L’inattendu axe Kelly-Paul
Mark Kelly, ancien astronaute, sénateur démocrate de l’Arizona et expert des questions de sécurité, a déclaré que, selon lui, l’ordre donné par Hegseth en septembre d’éliminer tous les membres d’un équipage bombardé, après qu’une première frappe ait laissé deux survivants, pourrait constituer un crime de guerre.
Ce «Kill Them All/Tuez-les tous !» est perçu comme un aveu de culpabilité. Kelly, représentant de l’aile traditionnelle et proche de l’establishment progressiste du Parti démocrate, se retrouve ainsi sur des positions proches de celles exprimées dès octobre par Rand Paul, sénateur républicain du Kentucky. Pour Paul, l’armée américaine «exécute sommairement des personnes sans présenter de preuves au public». Il a qualifié les manœuvres américaines dans les Caraïbes d’«exécutions extrajudiciaires», et donc d’actes illégaux.
Mike Rogers et Roger Wicker, chefs de file républicains des commissions des forces armées de la Chambre et du Sénat, d’une part, et Adam Smith et Jack Reed, leurs homologues démocrates, de l’autre, ont promis un examen rigoureux des actions de l’administration. Tout cela se déroule alors que Donald Trump met en œuvre une stratégie à plusieurs volets pour faire pression sur le pays qu’il considère comme le principal coordinateur du trafic de drogue régional : le Venezuela de Nicolas Maduro.

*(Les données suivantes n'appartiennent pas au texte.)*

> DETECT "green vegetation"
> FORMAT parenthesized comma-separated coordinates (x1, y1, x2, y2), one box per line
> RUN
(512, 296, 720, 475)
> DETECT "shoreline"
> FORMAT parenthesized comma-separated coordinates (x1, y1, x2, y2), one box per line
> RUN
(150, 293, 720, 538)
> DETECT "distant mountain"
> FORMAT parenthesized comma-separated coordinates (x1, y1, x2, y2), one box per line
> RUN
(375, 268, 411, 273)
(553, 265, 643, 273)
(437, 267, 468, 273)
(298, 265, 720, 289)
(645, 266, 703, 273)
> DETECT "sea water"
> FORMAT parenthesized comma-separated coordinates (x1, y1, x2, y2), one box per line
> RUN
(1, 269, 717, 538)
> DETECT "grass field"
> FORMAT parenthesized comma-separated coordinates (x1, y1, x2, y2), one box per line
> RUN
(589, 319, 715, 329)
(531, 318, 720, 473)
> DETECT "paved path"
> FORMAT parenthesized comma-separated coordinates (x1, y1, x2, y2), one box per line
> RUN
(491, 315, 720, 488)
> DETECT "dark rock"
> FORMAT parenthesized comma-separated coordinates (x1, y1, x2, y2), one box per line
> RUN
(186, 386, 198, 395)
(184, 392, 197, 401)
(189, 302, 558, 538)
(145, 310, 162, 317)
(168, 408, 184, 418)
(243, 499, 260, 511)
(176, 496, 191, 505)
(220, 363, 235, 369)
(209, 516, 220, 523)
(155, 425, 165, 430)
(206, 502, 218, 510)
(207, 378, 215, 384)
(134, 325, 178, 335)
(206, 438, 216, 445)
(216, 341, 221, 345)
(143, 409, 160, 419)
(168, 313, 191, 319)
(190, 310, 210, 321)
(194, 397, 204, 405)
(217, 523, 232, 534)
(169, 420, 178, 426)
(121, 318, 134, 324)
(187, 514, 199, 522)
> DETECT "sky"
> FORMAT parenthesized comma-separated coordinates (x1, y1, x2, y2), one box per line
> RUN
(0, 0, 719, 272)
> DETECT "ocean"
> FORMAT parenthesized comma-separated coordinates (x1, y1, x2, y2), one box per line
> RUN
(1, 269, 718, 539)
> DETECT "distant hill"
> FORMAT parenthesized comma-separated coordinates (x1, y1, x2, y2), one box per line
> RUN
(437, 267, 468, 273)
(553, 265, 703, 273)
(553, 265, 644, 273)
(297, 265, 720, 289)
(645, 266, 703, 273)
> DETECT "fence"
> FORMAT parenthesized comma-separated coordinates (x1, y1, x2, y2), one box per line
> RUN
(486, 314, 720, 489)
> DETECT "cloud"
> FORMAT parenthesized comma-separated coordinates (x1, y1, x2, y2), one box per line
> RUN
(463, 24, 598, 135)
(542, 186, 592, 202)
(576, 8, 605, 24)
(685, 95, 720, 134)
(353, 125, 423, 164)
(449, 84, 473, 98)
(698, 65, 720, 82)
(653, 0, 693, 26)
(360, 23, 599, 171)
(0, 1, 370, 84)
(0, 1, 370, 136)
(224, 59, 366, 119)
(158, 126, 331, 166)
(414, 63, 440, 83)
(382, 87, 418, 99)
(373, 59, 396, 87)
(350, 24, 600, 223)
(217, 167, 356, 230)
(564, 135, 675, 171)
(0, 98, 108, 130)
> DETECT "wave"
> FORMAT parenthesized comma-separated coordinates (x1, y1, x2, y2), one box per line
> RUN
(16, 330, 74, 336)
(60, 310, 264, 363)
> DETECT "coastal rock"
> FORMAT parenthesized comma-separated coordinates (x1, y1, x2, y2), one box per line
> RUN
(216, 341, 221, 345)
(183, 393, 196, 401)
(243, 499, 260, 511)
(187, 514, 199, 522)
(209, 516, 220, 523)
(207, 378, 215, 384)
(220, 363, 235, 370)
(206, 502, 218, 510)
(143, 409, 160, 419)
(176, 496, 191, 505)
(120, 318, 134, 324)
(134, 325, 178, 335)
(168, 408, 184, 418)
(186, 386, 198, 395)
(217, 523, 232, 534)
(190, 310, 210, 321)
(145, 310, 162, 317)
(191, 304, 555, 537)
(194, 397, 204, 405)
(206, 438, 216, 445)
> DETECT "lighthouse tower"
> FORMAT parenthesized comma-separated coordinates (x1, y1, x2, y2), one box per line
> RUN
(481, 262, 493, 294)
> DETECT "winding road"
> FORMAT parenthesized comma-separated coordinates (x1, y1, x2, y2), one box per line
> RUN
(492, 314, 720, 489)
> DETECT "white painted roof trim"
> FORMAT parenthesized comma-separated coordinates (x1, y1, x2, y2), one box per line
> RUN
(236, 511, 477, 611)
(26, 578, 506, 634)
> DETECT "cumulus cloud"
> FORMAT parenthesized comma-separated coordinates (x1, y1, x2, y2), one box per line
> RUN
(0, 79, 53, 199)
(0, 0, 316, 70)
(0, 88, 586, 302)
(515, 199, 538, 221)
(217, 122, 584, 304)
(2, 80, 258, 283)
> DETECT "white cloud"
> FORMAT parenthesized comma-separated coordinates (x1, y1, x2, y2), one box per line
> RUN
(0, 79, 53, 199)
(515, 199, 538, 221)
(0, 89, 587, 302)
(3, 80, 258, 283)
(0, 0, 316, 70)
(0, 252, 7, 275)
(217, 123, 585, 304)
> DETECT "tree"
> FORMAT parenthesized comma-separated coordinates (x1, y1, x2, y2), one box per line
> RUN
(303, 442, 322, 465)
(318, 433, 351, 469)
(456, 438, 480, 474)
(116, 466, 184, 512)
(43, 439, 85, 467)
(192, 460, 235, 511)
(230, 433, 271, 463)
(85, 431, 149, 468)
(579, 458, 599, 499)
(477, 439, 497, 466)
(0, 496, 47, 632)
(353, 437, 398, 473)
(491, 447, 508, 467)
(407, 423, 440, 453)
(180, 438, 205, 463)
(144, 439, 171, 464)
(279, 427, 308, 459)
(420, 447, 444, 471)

La stratégie américaine en Amérique latine
En alternant pressions militaires, menaces d’intervention et tentatives de diversion (on parle même d’un appel téléphonique avec Maduro), Donald Trump relance la présence militaire américaine dans l’«arrière-cour» des Etats-Unis.
Pour lui et Hegseth, l’interventionnisme contre les narcotrafiquants, ou les présumés narcotrafiquants, sert à réaffirmer la stratégie de primauté du Pentagone dans ce qu’il appelle «l’hémisphère occidental», une stratégie mise en avant par le Pentagone. Il sert également à consolider la rupture de l’administration avec le multilatéralisme et à renforcer l’idée d’une Amérique-forteresse, prête à frapper toute menace contre sa sécurité et celle de sa population. De plus, la militarisation de la mer des Caraïbes constitue un moyen de dissuasion face à la Chine et à la Russie, dont l’influence ne cesse de croître en Amérique latine. L’Amérique veut apparaître comme un empire qui a renoué avec la force, mais son élite politique est divisée. Les précédents d’un interventionnisme désastreux et le césarisme d’une administration qui contourne fréquemment le Congrès ont réactivé le rôle des contre-pouvoirs de Washington. Pete Hegseth devra désormais rendre des comptes.

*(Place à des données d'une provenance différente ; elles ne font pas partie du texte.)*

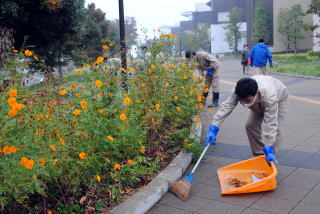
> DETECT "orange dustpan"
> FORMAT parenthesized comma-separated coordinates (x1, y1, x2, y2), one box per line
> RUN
(217, 155, 277, 195)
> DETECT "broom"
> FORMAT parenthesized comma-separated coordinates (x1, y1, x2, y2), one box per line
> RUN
(169, 144, 210, 201)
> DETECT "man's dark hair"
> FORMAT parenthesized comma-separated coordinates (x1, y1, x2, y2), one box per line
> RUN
(243, 44, 248, 48)
(258, 39, 264, 43)
(235, 78, 258, 99)
(185, 51, 196, 59)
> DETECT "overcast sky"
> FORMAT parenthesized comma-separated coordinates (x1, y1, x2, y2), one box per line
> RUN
(86, 0, 207, 38)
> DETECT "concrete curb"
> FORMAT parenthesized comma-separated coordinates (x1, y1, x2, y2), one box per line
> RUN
(269, 71, 320, 80)
(110, 115, 202, 214)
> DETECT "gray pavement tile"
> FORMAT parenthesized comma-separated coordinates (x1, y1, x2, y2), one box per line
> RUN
(190, 182, 221, 200)
(147, 204, 192, 214)
(301, 190, 320, 205)
(215, 193, 263, 207)
(190, 171, 217, 185)
(240, 208, 273, 214)
(278, 150, 314, 167)
(263, 185, 309, 201)
(292, 145, 320, 153)
(277, 165, 297, 175)
(165, 195, 212, 212)
(280, 174, 319, 190)
(290, 167, 320, 178)
(251, 196, 297, 214)
(312, 182, 320, 191)
(195, 201, 246, 214)
(158, 192, 177, 205)
(289, 202, 320, 214)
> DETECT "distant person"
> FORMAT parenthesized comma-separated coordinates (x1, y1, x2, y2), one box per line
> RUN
(250, 39, 273, 75)
(241, 44, 250, 74)
(186, 50, 221, 107)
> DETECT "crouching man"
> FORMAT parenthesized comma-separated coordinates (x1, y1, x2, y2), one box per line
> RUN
(205, 75, 289, 165)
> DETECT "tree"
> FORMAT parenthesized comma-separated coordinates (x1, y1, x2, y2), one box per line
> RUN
(224, 7, 244, 54)
(277, 5, 305, 53)
(111, 17, 139, 49)
(306, 0, 320, 45)
(252, 2, 271, 43)
(175, 24, 211, 53)
(0, 0, 86, 76)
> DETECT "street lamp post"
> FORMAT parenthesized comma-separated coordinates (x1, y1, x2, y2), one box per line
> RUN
(118, 0, 127, 87)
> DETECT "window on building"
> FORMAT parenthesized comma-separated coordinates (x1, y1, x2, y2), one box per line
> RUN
(218, 12, 230, 22)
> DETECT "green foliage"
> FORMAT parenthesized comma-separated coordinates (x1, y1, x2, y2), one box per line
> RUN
(224, 7, 244, 54)
(274, 60, 320, 76)
(0, 35, 203, 213)
(175, 24, 211, 53)
(306, 0, 320, 44)
(110, 17, 139, 49)
(277, 5, 305, 52)
(252, 2, 271, 43)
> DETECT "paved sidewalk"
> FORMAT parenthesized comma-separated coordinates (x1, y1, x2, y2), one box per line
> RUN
(148, 59, 320, 214)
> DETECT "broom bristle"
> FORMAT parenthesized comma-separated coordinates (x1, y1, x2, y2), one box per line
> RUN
(169, 178, 192, 201)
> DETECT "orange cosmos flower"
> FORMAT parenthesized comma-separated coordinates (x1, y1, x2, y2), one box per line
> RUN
(140, 83, 146, 88)
(127, 159, 135, 166)
(184, 139, 189, 143)
(140, 147, 146, 153)
(123, 97, 131, 105)
(24, 49, 32, 56)
(38, 158, 46, 166)
(8, 109, 18, 118)
(75, 70, 84, 74)
(155, 104, 160, 111)
(50, 145, 56, 152)
(8, 97, 16, 105)
(150, 64, 156, 69)
(102, 45, 109, 50)
(79, 152, 86, 160)
(73, 109, 81, 116)
(95, 80, 102, 87)
(176, 106, 181, 112)
(70, 84, 76, 89)
(8, 89, 18, 97)
(169, 34, 175, 39)
(114, 163, 121, 171)
(107, 136, 114, 141)
(98, 109, 105, 114)
(173, 96, 179, 100)
(96, 175, 101, 182)
(34, 56, 39, 60)
(120, 113, 126, 121)
(194, 118, 201, 123)
(95, 56, 104, 64)
(59, 90, 67, 95)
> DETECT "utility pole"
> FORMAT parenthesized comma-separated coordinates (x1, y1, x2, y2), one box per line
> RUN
(118, 0, 127, 88)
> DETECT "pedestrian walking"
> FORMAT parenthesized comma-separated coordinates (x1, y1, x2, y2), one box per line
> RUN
(241, 44, 250, 74)
(186, 50, 221, 107)
(250, 39, 273, 75)
(205, 75, 289, 165)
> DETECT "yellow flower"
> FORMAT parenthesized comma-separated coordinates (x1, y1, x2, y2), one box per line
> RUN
(176, 106, 181, 112)
(148, 69, 152, 74)
(59, 90, 67, 95)
(50, 145, 56, 152)
(135, 99, 141, 103)
(47, 210, 53, 214)
(163, 65, 169, 69)
(70, 84, 76, 89)
(33, 55, 39, 60)
(127, 159, 135, 166)
(53, 159, 59, 165)
(129, 67, 135, 73)
(13, 49, 18, 53)
(102, 45, 109, 50)
(150, 64, 156, 69)
(33, 175, 37, 180)
(24, 49, 32, 56)
(79, 152, 86, 160)
(155, 104, 160, 111)
(107, 136, 115, 141)
(98, 109, 105, 114)
(169, 34, 175, 39)
(95, 80, 102, 87)
(109, 42, 114, 46)
(114, 163, 121, 171)
(121, 67, 127, 73)
(80, 100, 88, 106)
(82, 64, 89, 67)
(120, 113, 126, 121)
(75, 92, 81, 98)
(173, 96, 179, 100)
(95, 56, 104, 64)
(96, 175, 101, 182)
(123, 97, 131, 105)
(184, 73, 188, 79)
(8, 89, 18, 97)
(73, 109, 81, 116)
(198, 103, 204, 110)
(140, 147, 146, 153)
(59, 137, 65, 146)
(109, 93, 113, 97)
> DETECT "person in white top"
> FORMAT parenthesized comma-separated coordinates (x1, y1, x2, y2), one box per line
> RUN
(205, 75, 289, 165)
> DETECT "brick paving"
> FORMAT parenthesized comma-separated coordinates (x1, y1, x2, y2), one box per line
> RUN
(148, 59, 320, 214)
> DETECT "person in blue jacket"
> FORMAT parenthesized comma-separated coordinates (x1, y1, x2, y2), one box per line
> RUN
(250, 39, 273, 75)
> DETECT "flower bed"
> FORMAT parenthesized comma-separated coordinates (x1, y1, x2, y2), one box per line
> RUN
(0, 36, 204, 213)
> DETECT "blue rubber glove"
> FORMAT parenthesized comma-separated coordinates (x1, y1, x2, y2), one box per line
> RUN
(205, 125, 219, 146)
(206, 68, 214, 75)
(263, 146, 278, 166)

«Au-delà du seul cas Hegseth, l’affaire révèle les fractures profondes qui traversent Washington face à une politique de sécurité de plus en plus agressive», précise un expert européen. Reste à savoir si cet examen sans précédent ouvrira la voie à une remise en question de la stratégie américaine dans la région, et au-delà.

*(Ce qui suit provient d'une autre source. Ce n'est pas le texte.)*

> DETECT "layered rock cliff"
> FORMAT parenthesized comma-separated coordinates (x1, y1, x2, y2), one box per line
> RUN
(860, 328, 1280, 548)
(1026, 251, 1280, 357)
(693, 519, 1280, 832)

Cette affaire alimente les accusations de deux poids, deux mesures et fragilise la crédibilité morale que les États-Unis revendiquent sur la scène internationale. Le contraste entre la fermeté affichée envers Moscou (sur le conflit en Ukraine) et les pratiques contestées dans leur sphère d’influence nourrit l’idée d’un double standard, donnant prise aux critiques de leurs adversaires comme de certains alliés, notamment européens. Pour conclure, l’enquête dira aussi si Washington peut aligner ses principes et ses actes.